This page includes guidance for clergy and parishes on the novel Coronavirus, now named Covid-19.
Though there are very few cases of the virus confirmed in the UK, we know many people are feeling very anxious, and there have been several requests for guidance on administering Holy Communion.
General guidance is given below. Please note that the Church of England is not presently recommending suspending the chalice at Holy Communion, as happened with the outbreak of swine flu in 2009. That followed advice from the Department of Health not to share common vessels. No such advice has been issued in this case so far. The threat posed by COVID-19 has been assessed by the Chief Medical Officer as ‘moderate’. This permits the Government to plan for all eventualities. The risk to individuals remains low.
If that changes as the situation in the UK progresses, then clergy will be notified and this advice updated accordingly.
The global picture
The World Health Organisation has declared that this is a public health emergency of international concern; the UK government is closely monitoring the spread of the Coronavirus and is taking action at home and abroad. The risk to the public is currently set at moderate so that the government can plan for all eventualities. However, the risk to individuals remains low and comprehensive plans to quarantine and treat those affected are in place.
Any change to this public health advice will be published at www.gov.uk/coronavirus
While it is our faith that the sacraments are means of grace and not of sickness, they are physically ministered, and we should take physical care. As well as the specific concern about Covid-19, this advice is generally applicable for all infectious disease.
- Wash Hands: Priests presiding at the Eucharist, communion administrators and servers are reminded to wash hands. We strongly advise the use of hand sanitisers immediately before the Preparation of the Table and Eucharistic prayer.
- Do not intinct: Because hands can be as much a source of pathogens as lips, intinction is no safer than drinking and can introduce germs into the cup. Intinction (dipping the bread into the wine) can also threaten those with certain immune or allergic conditions. For instance, those with gluten intolerance for whom traces of gluten can be hazardous are at greater risk when other communicants have dipped their communion wafer into the wine.

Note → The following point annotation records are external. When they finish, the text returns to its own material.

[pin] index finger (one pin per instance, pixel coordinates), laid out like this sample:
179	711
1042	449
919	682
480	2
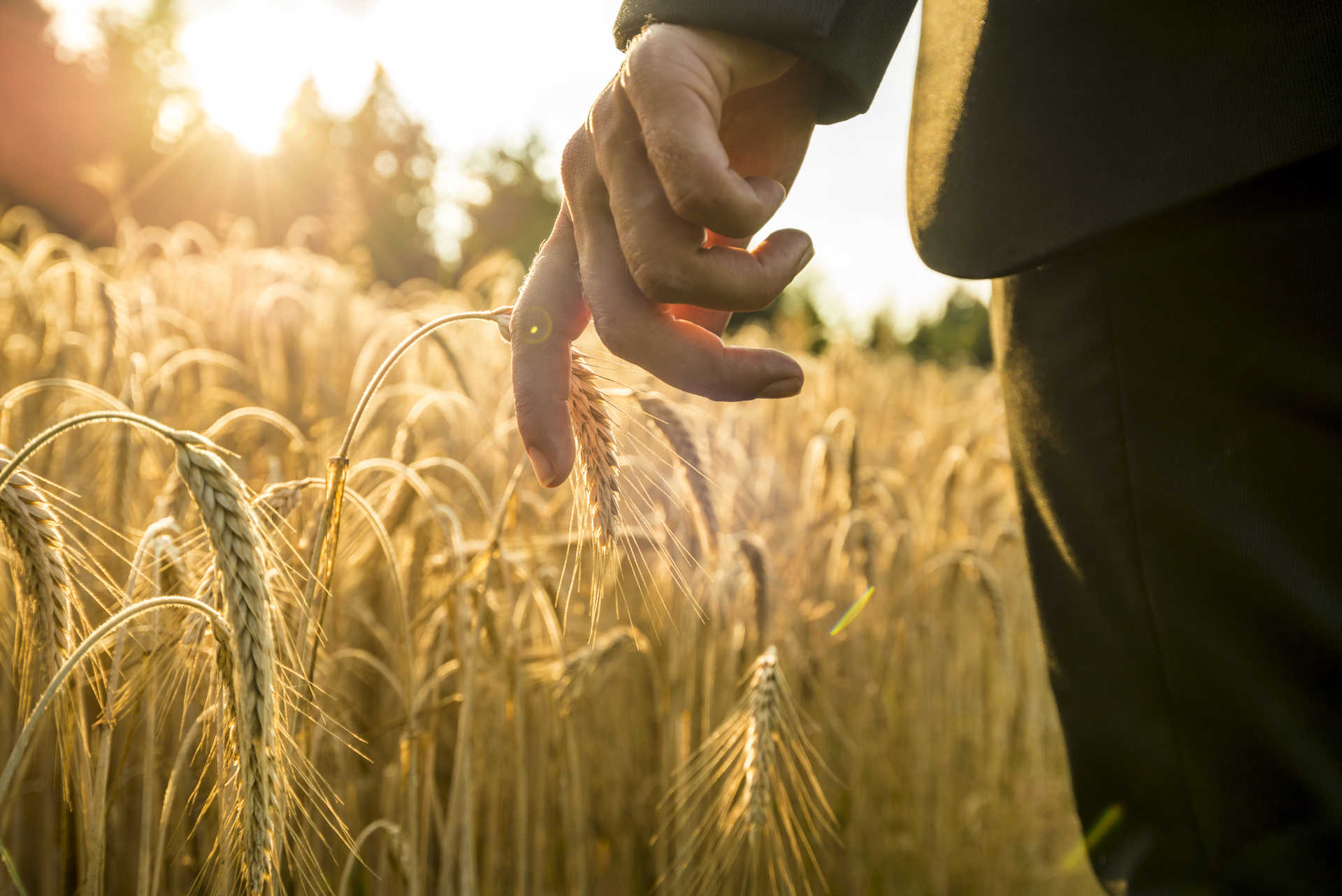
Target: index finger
548	317
677	96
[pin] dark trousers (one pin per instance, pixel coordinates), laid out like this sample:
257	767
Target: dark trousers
1174	404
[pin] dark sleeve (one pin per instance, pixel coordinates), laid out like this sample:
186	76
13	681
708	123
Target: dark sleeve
849	41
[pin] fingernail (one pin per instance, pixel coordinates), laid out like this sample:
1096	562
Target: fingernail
541	464
805	258
771	185
781	388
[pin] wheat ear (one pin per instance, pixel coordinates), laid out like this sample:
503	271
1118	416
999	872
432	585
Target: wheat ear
675	430
38	565
239	558
758	753
598	464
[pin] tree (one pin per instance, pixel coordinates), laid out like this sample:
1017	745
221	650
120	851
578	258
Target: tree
960	335
394	166
520	210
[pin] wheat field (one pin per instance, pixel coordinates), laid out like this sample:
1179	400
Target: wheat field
252	648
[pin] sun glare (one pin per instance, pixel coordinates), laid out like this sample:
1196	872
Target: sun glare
247	62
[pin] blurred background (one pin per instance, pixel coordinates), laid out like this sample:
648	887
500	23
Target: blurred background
424	136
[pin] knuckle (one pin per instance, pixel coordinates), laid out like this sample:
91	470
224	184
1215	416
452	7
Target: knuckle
691	198
757	298
659	280
576	163
615	335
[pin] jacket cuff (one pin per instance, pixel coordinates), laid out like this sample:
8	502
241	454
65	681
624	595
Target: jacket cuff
849	42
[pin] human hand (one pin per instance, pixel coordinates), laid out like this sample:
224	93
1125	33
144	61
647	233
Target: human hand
684	157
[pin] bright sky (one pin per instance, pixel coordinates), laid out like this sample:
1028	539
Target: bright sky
482	73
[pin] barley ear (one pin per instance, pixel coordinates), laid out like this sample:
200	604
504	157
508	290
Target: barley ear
598	464
677	431
242	572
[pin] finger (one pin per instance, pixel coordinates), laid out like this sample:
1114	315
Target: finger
678	99
712	321
549	315
666	254
679	353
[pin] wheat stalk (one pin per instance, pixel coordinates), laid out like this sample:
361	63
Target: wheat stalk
239	557
38	566
751	802
674	427
598	464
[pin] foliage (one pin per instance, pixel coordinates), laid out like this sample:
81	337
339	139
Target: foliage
520	210
475	719
958	337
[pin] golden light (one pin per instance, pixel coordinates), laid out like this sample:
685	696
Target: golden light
247	61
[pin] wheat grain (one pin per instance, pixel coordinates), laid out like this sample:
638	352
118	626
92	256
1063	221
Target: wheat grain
674	427
239	557
38	566
598	464
761	730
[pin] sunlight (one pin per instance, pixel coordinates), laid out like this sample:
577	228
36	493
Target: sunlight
246	75
247	62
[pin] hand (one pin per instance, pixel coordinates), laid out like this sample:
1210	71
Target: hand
685	156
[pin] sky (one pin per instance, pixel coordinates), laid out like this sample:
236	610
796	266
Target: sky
478	74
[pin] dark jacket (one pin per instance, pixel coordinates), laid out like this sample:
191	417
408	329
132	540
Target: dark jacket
1040	124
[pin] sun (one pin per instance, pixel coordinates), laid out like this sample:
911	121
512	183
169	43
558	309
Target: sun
246	66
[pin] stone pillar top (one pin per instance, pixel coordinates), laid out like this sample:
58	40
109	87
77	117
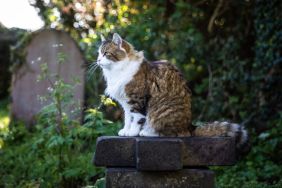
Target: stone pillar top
161	153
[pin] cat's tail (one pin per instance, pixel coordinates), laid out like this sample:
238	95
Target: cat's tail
226	129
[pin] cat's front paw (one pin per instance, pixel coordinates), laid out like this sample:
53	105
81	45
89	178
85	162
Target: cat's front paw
123	132
133	132
148	132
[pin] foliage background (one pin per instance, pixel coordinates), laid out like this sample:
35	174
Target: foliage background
229	51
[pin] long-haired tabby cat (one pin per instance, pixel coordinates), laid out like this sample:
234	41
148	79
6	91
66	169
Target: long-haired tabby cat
154	95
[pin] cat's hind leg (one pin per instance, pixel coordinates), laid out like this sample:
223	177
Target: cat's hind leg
127	123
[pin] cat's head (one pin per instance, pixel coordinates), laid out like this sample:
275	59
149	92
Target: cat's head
112	52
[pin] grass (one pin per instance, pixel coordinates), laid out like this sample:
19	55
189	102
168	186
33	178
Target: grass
4	120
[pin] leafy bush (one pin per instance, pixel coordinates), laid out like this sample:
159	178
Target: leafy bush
58	151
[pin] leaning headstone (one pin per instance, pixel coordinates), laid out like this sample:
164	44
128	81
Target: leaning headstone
44	47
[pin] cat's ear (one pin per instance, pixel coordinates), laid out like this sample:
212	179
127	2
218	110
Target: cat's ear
102	38
117	40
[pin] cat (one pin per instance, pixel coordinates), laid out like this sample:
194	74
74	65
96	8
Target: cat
155	97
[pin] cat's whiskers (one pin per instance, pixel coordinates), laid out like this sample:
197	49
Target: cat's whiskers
91	69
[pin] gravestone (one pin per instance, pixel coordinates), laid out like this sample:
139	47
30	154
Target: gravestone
44	47
162	162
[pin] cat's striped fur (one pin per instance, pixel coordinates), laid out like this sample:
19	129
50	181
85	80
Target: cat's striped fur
154	95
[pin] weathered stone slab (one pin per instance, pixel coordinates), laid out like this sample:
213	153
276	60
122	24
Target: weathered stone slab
111	151
186	178
150	156
146	153
44	47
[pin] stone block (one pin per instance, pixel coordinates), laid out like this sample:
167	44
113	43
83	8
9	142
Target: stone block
150	156
115	151
188	178
146	153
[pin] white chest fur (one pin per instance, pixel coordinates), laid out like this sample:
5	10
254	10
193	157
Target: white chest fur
118	77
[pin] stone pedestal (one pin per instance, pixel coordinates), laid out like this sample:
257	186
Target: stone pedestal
162	162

- Consider receiving Holy Communion in one Kind: It is Anglican teaching that to receive the sacrament in one kind only (ie. just the bread) is to receive the sacrament in its entirety. The celebrant should always receive from the Chalice. Should a communicant feel ill or not wish to drink from the chalice then he or she ought to receive the consecrated bread alone. There is no need at this stage to cease offering the chalice to the congregation.
- The Peace: At this time there is no need to refrain from sharing the Peace, though it should be remembered that the Peace can be shared without physical contact. If the virus spreads widely, then further advice on this may be issued.
- Visiting: Pastoral visitors to homes and hospitals should observe all precautions in personal hygiene before and after such visits.
Prayer: Lord, we pray for those infected by the coronavirus in China and around the world, for those who care for them, for health specialists and the authorities who are working to halt the spread of infection, and for all who at this time are feeling anxious, especially those with friends and family in China.